Le 21 février, Hussain Jawad a été conduit une nouvelle fois devant le ministère public, qui l’a inculpé de « collecte d’argent en faveur de groupes terroristes », de « soutien et financement de groupes terroristes » et de « collecte d’argent sans autorisation » en vertu de l’article 14 de la Loi n° 21 relative à la collecte de fonds dans l’intérêt public. Cet homme a alors « avoué » avoir commis ces actes, puis il a été transféré vers l’hôpital du ministère de l’Intérieur à Al Qalaa, où un médecin l’a examiné. Il a ensuite été amené à la prison de Dry Dock, au nord-est de Manama, la capitale du pays.

Le militant a été de nouveau déféré au ministère public le 23 février, devant lequel il a indiqué avoir été torturé et nié toutes les charges retenues contre lui, en affirmant avoir été forcé à repasser aux « aveux ».

Dans sa réponse à une lettre d’Amnesty International, le médiateur du ministère de l’Intérieur a indiqué qu’un membre de son équipe avait questionné Hussain Jawad après avoir reçu une plainte déposée par l’épouse de cet homme, mais celui-ci a dit ne pas avoir été battu mais seulement menacé de sévices s’il ne coopérait pas. Le militant a expliqué à Amnesty International qu’il pensait que la personne qui lui avait rendu visite appartenait à la CID, et c’est pourquoi il avait eu peur de lui parler des actes de torture qu’il avait subis.

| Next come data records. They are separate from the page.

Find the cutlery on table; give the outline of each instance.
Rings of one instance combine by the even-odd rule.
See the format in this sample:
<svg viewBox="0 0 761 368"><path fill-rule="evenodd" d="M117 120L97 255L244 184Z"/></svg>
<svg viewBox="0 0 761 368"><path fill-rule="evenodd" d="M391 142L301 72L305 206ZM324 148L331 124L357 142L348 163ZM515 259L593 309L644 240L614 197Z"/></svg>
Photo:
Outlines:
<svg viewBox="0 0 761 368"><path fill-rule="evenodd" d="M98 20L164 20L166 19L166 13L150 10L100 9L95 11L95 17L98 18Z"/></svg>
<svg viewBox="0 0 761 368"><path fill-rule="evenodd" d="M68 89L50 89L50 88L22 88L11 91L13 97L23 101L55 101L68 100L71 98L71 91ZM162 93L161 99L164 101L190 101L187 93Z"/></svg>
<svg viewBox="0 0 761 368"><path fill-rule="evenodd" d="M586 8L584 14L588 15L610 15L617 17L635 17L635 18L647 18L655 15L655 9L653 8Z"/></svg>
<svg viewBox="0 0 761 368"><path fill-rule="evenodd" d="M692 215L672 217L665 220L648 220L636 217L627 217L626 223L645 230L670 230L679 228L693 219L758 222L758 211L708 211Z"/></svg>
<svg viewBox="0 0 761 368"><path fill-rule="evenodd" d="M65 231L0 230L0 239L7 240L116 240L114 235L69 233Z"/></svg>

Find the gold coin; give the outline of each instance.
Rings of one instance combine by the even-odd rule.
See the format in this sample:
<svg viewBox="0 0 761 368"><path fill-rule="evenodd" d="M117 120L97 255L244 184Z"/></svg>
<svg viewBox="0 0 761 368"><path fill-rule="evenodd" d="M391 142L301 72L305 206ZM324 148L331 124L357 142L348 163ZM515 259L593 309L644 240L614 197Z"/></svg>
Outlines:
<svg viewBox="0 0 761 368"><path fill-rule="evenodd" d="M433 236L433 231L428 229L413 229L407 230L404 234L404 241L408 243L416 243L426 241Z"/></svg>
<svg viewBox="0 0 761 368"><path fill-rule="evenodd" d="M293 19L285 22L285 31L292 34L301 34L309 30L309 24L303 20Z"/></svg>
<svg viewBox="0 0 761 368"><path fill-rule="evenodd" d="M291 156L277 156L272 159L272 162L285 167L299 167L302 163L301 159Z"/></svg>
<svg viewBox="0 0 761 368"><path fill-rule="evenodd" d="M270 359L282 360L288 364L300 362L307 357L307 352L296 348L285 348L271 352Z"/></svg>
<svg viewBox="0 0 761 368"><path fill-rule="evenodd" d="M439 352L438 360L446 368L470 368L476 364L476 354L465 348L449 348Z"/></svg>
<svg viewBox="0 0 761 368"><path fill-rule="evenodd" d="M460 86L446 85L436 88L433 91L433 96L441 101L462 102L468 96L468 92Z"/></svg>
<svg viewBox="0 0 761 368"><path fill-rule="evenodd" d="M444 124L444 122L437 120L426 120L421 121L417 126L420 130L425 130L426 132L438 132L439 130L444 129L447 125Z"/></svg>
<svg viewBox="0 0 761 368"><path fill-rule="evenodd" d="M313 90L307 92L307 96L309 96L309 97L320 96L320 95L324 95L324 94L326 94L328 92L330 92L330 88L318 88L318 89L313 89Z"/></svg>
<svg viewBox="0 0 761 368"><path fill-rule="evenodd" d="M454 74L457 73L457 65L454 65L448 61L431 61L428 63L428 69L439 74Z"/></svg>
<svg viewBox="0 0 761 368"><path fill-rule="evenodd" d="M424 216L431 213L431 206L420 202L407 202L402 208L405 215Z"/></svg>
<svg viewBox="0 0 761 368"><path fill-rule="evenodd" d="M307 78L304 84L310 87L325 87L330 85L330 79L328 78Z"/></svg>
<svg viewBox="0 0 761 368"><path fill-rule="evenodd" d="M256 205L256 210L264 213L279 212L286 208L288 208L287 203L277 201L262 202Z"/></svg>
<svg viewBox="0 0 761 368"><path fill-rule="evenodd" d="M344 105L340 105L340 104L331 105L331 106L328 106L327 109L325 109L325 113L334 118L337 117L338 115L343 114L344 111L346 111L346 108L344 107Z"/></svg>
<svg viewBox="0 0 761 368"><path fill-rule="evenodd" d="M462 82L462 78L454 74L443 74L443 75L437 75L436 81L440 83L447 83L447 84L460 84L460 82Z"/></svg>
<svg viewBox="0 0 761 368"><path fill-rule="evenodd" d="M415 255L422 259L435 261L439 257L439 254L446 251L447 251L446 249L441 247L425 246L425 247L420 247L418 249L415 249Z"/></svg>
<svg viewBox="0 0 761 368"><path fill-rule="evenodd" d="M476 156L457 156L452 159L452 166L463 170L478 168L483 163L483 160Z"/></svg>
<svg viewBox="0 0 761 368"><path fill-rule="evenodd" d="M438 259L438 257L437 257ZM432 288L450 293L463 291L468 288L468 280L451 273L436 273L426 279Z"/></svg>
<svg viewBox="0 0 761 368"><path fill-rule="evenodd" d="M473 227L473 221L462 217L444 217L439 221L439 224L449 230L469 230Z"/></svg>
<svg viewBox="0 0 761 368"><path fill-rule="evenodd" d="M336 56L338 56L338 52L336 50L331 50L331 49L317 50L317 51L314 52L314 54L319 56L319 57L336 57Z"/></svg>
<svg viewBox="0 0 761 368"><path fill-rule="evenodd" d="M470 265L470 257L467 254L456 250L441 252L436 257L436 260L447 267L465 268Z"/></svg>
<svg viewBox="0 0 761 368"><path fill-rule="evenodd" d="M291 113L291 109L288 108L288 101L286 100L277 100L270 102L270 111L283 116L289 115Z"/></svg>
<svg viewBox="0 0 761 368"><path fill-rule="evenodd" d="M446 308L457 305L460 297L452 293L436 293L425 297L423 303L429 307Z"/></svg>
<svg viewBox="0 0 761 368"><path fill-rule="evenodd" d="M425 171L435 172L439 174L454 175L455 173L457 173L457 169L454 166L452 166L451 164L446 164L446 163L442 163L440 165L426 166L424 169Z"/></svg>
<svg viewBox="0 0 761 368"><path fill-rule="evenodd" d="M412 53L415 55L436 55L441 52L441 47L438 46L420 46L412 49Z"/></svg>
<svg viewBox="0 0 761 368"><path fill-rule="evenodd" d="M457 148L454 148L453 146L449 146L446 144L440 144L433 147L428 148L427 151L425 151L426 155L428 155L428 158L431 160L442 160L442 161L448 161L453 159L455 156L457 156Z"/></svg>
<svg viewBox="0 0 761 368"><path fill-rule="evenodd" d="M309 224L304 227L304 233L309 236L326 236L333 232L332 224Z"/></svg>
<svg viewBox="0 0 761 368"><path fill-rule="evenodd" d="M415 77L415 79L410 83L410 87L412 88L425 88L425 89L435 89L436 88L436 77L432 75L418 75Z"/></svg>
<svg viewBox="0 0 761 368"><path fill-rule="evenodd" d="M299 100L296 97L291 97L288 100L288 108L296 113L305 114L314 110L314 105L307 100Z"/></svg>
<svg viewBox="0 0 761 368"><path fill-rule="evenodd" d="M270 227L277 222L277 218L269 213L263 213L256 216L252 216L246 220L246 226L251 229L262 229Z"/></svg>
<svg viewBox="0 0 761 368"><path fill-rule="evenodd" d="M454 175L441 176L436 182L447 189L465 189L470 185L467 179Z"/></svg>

Le 17 mars 2015, cet homme est apparu en même temps que deux autres personnes devant le tribunal de première instance de Manama pour répondre des chefs d’accusation de « collecte et réception et d’argent sur le territoire national et depuis l’étranger en vue de financer des groupes d’opposition ». Il a expliqué au jugé avoir été obligé d’« avouer » ces charges et affirmé être pris pour cible en raison de son travail de défense droits humains.